How To Overcome Dermatillomania
Measures (( Ravipati, P., Conti, B., Chiesa, E., & Andrieux, K. (2021). Dermatillomania: Strategies for Developing Protective Biomaterials/Cloth. Pharmaceutics, 13(3), 341. https://doi.org/10.3390/pharmaceutics13030341 )) on how to overcome dermatillomania typically involve:
- Education: Learn more about dermatillomania to gain insights and tools for self-management.
- Identify Triggers: Recognize the situations, emotions, or stressors that trigger skin-picking episodes.
- Replacement Behaviors: Develop alternative behaviors to replace skin picking, such as fidget toys or stress balls.
- Distraction Techniques: Engage in distracting activities or hobbies to divert your focus from skin picking.

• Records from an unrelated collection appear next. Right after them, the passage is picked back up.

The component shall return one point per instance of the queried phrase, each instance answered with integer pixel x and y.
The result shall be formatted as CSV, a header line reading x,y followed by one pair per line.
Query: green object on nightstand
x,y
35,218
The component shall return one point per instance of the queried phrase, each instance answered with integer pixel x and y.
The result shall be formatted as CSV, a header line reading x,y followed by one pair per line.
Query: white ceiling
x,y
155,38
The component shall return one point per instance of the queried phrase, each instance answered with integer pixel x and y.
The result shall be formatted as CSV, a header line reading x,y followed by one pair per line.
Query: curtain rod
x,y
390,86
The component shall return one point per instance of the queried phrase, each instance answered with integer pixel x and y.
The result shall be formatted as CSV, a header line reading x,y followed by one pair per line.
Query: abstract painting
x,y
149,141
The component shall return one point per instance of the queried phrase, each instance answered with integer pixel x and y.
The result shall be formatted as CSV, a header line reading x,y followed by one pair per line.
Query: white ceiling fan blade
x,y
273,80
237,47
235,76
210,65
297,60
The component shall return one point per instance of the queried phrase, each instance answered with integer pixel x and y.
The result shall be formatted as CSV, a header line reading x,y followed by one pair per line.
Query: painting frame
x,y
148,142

- Mindfulness And Relaxation: Practice mindfulness techniques and relaxation exercises to manage anxiety and reduce the urge to pick.
- Create Barriers: Make it more difficult to engage in skin picking by covering mirrors or wearing gloves.

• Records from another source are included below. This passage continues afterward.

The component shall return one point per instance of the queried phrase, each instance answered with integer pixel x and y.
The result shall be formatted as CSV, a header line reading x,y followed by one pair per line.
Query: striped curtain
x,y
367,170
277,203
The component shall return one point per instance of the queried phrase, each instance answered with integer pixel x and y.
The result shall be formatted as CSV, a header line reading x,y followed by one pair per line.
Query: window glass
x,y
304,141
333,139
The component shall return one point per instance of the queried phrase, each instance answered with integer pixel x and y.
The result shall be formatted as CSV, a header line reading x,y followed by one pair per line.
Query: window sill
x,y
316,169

- Positive Reinforcement: Reward yourself for refraining from skin picking and achieving milestones.
- Establish A Routine: Create a consistent daily routine, including self-care practices, to reduce anxiety and enhance well-being.
- Keep A Journal: Maintain a diary to track your skin-picking episodes and identify patterns.
- Support System: Lean on friends, family, or support groups for encouragement and understanding.
Read More About Mindfulness Here
Dermatillomania can have a significant impact on an individual’s well-being, there is hope for recovery through a combination of therapies, medication, and self-help strategies. Understanding the disorder, seeking professional guidance, and having a strong support system can significantly contribute to the successful management and eventual overcoming of the symptoms of dermatillomania. With patience, persistence, and the right treatment plan, individuals affected by this condition can take positive steps toward a healthier and more fulfilling life.
At A Glance
- Dermatillomania is a mental health condition characterized by repetitive skin-picking behaviors.
- It is also known as excoriation disorder or skin-picking disorder.
- Dermatillomania affects around 1-5% of the global population.
- The symptoms of dermatillomania can manifest in various forms and severity levels.
- The causes of dermatillomania include genetic factors, neurobiological imbalances, psychological factors, etc.
- By seeking professional guidance and having a strong support system, individuals affected by dermatillomania can make significant progress.
- Measures on how to overcome dermatillomania involve self-help strategies, like psycho-education, hobbies, journaling, etc.
Frequently Asked Questions (FAQs)
1. Is dermatillomania a mental illness?
Yes, dermatillomania is considered a mental illness, specifically categorized as an obsessive-compulsive and related disorder.
2. How do I know if I have dermatillomania?
You may have dermatillomania if you exhibit recurrent and compulsive skin-picking behaviors leading to skin lesions and significant distress or impairment.
3. Is skin picking OCD or anxiety?
Skin picking can be related to both OCD and anxiety, as it may serve as a coping mechanism for managing emotional distress.
4. Are there any self-help techniques for coping with dermatillomania between therapy sessions?
Self-help techniques for coping with dermatillomania between therapy sessions include identifying triggers, practicing mindfulness, and employing replacement behaviors to divert the urge to pick.